Presidente declarou que o órgão teria formulado um levantamento onde aponta que metade das mortes por Covid não foram causadas pela doença(Foto: Carolina Antunes/PR)

Principal teste político de Jair Bolsonaro, a CPI da Covid está marcada para ser instalada nesta terça-feira (27) no Senado em meio a um embate na Justiça entre aliados do presidente e senadores independentes ao governo e uma guerra de narrativas sobre o combate à Covid-19.

Em minoria na comissão, com apenas 4 representantes dos 11 indicados, o Palácio do Planalto falhou em articular indicações e estratégias que pudessem favorecê-lo no colegiado e por isso adotou estratégias para tentar barrar como relator a indicação de Renan Calheiros (MDB-AL), considerado um senador de oposição.

Na noite desta segunda (26), um dia antes da data marcada para a primeira sessão, a Justiça Federal do Distrito Federal concedeu uma decisão liminar (provisória) para impedir que Renan seja nomeado relator.

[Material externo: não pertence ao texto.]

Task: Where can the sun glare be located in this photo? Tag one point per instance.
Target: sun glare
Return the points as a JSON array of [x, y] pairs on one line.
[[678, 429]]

A decisão é do juiz Charles Morais, da 2ª Vara Federal do DF, e foi proferida em uma ação popular movida pela deputada Carla Zambelli (PSL-SP), uma das principais apoiadoras de Bolsonaro no Congresso.

O argumento é o de que Renan, por ter um filho governador (Renan Filho, de Alagoas), não poderia assumir a relatoria, que conduz as investigações de uma CPI que irá apurar ações e omissões do governo federal na pandemia, além de repasses federais a estados e municípios.

O presidente do Senado, Rodrigo Pacheco (DEM-MG), no entanto, disse que não vai cumprir a decisão, conforme antecipou a coluna Painel, da Folha. “Trata-se de questão interna corporis do Parlamento, que não admite interferência de um juiz”, afirmou.

À Folha Renan disse que a decisão é anômala por impedi-lo de ser eleito para um cargo que, na verdade, se dá por indicação do presidente da comissão. A regra está prevista no inciso 3 do artigo 89 do Senado.

“Nunca antes houve uma decisão tão descomunal como esta”, afirmou o senador. Em razão do que consideram ser um erro da decisão judicial, aliados do emedebista dizem que Renan pode ser indicado nesta terça para a relatoria da CPI.

Na nota emitida por Pacheco, o presidente do Senado diz que “a escolha de um relator cabe ao presidente da CPI, por seus próprios critérios”, e completou: “A preservação da competência do Senado é essencial ao Estado de Direito. A Constituição impõe a observância da harmonia e independência entre os Poderes”.

Renan disse que recorreria, que a medida era “esdrúxula” e sem “precedente na história do Brasil” e foi “orquestrada pelo governo Jair Bolsonaro e antecipada por seu filho”. “Estamos entrando com recurso e pergunto: por que tanto medo?”

Com a determinação do magistrado, o governo Bolsonaro esperava conseguir ao menos adiar a instalação da CPI, mas não funcionou.

Segundo o senador Otto Alencar (PSD-BA), o mais velho do colegiado e responsável por presidir a instalação da CPI, seria “impossível” ocorrer o adiamento da primeira sessão do colegiado.

“Vai haver a eleição para a escolha do presidente e do vice. Vamos fazer isso nesta terça, às 10h. Não muda nada. Não existe eleição para relator”, disse à Folha.

A pessoas próximas Renan Calheiros afirmou que seu objetivo inicial como relator é entender o que levou o Brasil a demorar a assinar contratos para a compra de imunizantes e os entraves que geraram demora na entrega de insumos ao país.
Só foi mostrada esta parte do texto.